In this section, we cover the highlights of Planet Fedora[1] - an aggregation of blogs from Fedora contributors worldwide.

Contributing Writer: Adam Batkin

General

Back in FWN Issue 241, there was an across-the-Planet(-Fedora) discussion about ways that Fedora could be improved, and the posts are still continuing. Máirín Duffy started[1] the discussion with the tales of four typical personas that may use Fedora. Jon Masters, who was the one that originally had kicked off the series of posts and added[2] some more thoughts, specifically about one of the personas. "Caroline is the kind of person who is accurately described in the current User base documents on the Fedora Project wiki. She is also represented in a lot of the cosmetic GUIness we see in distributions like Fedora – graphical package updates and configuration, removal of advanced options, the general direction of the GNOME desktop, and so forth." Though not everyone is a Caroline. "What I want to see is a fundamental shift toward having a stable 'Platform'..." Máirín[3] and Jon[4] further clarified themselves, before a few other people jumped in too.

Richard Hughes[5], Nelson Marques[6] and Adam Williamson [7] added their input too. All of the posts were well-mannered, and will hopefully serve to bring about an even better Fedora..

John Poelstra outlined[8] the "end-game" schedule as the Fedora 14 beta quickly approaches.

Juan Rodriguez Moreno parodied[9] Windows 7 (not that it is such a hard task), since the usability leaves a bit to be desired, comparing it to the much friendlier alternative of Fedora.

Peter Hutterer updated[10] us on the status of Wacom tablets under Linux.

Máirín Duffy has been working[11] on the fedoraproject.org website redesign, which is coming along nicely.

If you recently received an e-mail from the Red Hat/Fedora Bugzilla about having votes removed from bugs, Kevin Fenzi explained[12] what happened and why you don't need to worry.

Richard W.M. Jones compared[13] spinner/status/progress bars. But the interesting thing is that they are all console-based, using only Unicode characters.

Danishka Navin summarized[14] a talk by Michael Bemmer, the Vice President and General Manager of Oracle Office, and other speakers, at the annual international OpenOffice.org Conference. "Although Bemmer did not divulge details of his company's future strategy he made it clear that the inexorable rise of OpenOffice.org will continue in the years ahead..."

Karsten Wade questioned[15]: "How can a computer scientist do research without using and producing only free and open source software?" and continued by explaining why Open Source is necessary for any true scientific inquiry.

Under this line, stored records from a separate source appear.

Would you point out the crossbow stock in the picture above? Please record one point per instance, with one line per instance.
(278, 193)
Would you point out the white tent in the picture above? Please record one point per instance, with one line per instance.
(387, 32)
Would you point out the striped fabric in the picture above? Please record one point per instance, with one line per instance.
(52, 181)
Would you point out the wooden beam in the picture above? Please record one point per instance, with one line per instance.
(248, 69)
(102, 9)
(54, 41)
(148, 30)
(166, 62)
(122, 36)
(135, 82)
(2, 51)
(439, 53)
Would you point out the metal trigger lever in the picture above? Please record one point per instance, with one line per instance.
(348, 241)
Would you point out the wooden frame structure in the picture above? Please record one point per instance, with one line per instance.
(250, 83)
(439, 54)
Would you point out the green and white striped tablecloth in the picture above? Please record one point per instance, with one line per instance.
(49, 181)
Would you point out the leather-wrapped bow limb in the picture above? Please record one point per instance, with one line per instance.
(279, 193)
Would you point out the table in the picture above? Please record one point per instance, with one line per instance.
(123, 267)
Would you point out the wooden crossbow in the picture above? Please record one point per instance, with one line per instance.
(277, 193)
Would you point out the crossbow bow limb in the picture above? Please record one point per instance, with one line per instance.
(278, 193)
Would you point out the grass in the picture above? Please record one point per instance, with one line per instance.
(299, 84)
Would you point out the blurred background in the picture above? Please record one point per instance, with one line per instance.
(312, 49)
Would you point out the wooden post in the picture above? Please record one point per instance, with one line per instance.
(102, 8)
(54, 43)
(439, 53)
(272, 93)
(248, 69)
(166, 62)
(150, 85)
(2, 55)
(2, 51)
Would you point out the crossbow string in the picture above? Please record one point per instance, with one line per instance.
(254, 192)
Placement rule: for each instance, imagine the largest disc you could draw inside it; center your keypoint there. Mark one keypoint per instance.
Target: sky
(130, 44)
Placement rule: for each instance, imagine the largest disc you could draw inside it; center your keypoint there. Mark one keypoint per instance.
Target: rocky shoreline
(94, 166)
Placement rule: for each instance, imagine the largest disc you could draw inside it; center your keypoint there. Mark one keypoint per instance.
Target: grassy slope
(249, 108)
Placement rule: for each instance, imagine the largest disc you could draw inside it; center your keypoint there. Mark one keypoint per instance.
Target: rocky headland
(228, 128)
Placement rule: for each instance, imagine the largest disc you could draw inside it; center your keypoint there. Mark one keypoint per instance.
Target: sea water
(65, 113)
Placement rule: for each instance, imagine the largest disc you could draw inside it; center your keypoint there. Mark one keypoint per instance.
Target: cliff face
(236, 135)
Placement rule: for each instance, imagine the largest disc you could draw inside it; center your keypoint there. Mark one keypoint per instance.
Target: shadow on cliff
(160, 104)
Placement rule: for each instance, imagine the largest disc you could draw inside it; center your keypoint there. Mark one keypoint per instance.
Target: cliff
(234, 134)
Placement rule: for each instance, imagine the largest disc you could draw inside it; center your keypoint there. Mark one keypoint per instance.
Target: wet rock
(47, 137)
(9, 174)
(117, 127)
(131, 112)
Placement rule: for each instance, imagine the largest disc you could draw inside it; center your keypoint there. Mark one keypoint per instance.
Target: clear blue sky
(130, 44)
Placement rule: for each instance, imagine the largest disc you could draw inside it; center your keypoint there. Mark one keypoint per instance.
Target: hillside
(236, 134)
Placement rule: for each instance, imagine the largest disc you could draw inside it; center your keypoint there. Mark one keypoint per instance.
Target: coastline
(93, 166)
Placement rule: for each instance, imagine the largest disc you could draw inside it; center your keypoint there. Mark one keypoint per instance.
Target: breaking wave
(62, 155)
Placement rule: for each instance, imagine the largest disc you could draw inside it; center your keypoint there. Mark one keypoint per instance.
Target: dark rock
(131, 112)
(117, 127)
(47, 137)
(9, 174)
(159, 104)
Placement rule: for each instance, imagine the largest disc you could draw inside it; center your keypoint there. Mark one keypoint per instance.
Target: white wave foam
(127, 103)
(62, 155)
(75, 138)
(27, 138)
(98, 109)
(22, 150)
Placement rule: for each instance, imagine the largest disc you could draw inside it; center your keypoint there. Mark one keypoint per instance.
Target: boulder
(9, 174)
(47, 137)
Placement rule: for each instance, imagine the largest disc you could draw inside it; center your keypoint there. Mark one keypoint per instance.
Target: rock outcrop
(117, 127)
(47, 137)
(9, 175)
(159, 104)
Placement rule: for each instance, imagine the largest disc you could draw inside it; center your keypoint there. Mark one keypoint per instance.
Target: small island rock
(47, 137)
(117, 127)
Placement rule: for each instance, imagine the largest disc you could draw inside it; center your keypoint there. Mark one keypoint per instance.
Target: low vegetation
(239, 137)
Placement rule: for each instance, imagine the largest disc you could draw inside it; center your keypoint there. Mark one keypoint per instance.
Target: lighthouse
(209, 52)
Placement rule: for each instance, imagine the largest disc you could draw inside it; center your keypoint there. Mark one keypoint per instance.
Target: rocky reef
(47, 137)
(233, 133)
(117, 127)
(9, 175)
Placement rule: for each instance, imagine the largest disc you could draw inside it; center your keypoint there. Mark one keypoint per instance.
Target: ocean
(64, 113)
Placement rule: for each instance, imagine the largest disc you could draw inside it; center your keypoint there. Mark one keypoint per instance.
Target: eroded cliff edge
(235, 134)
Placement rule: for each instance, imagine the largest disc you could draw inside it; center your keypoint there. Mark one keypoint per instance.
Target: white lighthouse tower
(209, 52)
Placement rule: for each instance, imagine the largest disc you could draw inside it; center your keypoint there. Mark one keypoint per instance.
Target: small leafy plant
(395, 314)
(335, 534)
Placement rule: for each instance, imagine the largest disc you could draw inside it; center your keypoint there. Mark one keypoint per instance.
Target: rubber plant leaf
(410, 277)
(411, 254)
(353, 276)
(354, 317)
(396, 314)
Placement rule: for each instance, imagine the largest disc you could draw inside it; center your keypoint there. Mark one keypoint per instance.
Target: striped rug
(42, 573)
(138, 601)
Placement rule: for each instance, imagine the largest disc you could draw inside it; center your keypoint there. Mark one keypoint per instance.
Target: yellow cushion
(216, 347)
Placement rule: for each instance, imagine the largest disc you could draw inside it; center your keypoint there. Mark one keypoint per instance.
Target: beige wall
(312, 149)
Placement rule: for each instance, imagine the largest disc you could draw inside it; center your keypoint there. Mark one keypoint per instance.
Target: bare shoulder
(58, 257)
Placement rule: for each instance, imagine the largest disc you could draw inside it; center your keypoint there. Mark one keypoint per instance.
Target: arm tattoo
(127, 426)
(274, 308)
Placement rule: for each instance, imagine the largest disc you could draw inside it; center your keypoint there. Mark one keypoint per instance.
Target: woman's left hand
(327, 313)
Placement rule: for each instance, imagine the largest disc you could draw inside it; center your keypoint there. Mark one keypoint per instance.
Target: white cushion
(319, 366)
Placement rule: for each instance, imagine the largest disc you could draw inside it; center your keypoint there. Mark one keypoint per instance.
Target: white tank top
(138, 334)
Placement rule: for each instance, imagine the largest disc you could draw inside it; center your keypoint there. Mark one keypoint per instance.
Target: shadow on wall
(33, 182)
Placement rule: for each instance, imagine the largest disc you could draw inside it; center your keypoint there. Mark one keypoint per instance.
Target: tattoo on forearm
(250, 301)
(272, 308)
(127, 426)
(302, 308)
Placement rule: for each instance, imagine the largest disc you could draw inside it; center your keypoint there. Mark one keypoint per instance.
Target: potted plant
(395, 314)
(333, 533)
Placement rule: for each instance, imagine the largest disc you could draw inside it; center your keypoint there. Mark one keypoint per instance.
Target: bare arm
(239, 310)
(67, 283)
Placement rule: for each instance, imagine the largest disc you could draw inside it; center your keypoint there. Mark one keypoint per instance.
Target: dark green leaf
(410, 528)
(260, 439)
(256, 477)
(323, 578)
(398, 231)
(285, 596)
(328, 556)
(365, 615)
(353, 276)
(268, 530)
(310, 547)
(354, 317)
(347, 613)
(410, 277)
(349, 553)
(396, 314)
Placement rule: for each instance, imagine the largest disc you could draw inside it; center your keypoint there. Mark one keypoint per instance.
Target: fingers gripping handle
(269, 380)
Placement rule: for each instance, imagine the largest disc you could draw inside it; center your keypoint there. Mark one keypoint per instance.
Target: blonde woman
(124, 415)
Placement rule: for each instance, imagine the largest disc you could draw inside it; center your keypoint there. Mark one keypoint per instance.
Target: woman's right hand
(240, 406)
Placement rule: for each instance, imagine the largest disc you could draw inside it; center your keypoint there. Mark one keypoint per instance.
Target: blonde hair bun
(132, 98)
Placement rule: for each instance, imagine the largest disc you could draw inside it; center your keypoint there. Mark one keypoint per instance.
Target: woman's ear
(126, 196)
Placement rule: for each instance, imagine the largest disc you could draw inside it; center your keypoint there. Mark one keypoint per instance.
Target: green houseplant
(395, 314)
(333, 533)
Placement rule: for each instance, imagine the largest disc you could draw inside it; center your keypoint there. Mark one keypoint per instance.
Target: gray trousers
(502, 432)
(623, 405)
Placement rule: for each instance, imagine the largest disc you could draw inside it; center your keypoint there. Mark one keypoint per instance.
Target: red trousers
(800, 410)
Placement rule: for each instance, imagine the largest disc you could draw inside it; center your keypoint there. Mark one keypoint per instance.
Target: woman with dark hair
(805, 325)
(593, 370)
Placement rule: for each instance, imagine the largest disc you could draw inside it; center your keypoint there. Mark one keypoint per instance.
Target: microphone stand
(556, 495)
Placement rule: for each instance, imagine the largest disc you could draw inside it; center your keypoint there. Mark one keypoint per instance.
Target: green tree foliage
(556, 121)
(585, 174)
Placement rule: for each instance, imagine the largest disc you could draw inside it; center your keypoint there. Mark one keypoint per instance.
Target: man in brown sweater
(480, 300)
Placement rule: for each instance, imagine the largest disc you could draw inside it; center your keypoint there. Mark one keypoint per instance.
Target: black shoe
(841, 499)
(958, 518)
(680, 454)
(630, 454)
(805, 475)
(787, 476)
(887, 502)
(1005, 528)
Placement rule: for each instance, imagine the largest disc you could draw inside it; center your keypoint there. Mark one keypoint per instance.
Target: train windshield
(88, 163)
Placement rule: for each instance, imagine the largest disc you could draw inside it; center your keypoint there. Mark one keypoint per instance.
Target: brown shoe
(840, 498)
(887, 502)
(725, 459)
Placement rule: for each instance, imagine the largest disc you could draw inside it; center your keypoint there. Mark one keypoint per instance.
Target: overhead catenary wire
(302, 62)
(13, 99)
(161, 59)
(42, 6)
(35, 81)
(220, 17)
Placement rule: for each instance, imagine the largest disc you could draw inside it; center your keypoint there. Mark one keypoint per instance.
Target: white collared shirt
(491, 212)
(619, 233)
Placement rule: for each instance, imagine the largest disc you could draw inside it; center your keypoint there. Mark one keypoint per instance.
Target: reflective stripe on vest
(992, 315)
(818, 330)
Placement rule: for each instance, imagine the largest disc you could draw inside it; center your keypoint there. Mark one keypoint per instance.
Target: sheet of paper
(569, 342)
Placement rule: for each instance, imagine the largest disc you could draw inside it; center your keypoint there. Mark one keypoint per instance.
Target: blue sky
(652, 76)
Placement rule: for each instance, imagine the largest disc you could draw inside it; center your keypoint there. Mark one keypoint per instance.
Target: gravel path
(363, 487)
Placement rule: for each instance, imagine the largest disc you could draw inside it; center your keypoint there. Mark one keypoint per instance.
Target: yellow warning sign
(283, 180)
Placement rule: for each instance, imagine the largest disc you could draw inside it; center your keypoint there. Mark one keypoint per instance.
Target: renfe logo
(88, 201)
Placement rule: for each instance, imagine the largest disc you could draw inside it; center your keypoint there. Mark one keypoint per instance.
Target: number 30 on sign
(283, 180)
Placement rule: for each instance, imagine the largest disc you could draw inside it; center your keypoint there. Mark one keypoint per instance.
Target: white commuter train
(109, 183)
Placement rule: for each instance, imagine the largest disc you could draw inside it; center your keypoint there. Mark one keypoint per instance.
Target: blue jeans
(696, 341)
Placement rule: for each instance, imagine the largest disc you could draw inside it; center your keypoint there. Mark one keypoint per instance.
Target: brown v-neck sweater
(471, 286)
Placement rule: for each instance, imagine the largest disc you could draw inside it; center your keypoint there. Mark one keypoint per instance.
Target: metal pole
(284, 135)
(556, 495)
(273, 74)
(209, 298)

Mel Chua has been working[16] on a MeeGo-based Fedora spin. There have been some small technical/legal complications, but it should see the light of day soon. Mel requests that if you are "a marketing student looking for a project so you can try out some of the things you've been learning about brand positioning, or someone with an interest in learning about trademark issues, or you have an interest in design and usability and have started to play around with graphics in your spare time", get in touch and you can help out.

Máirín Duffy continued[17] as the board stenographer and wrote-up two Fedora Board meetings (3 and 8 September 2010) for the price of one.

Lennart Poettering published[18] Part 2 of "systemd for Administrators".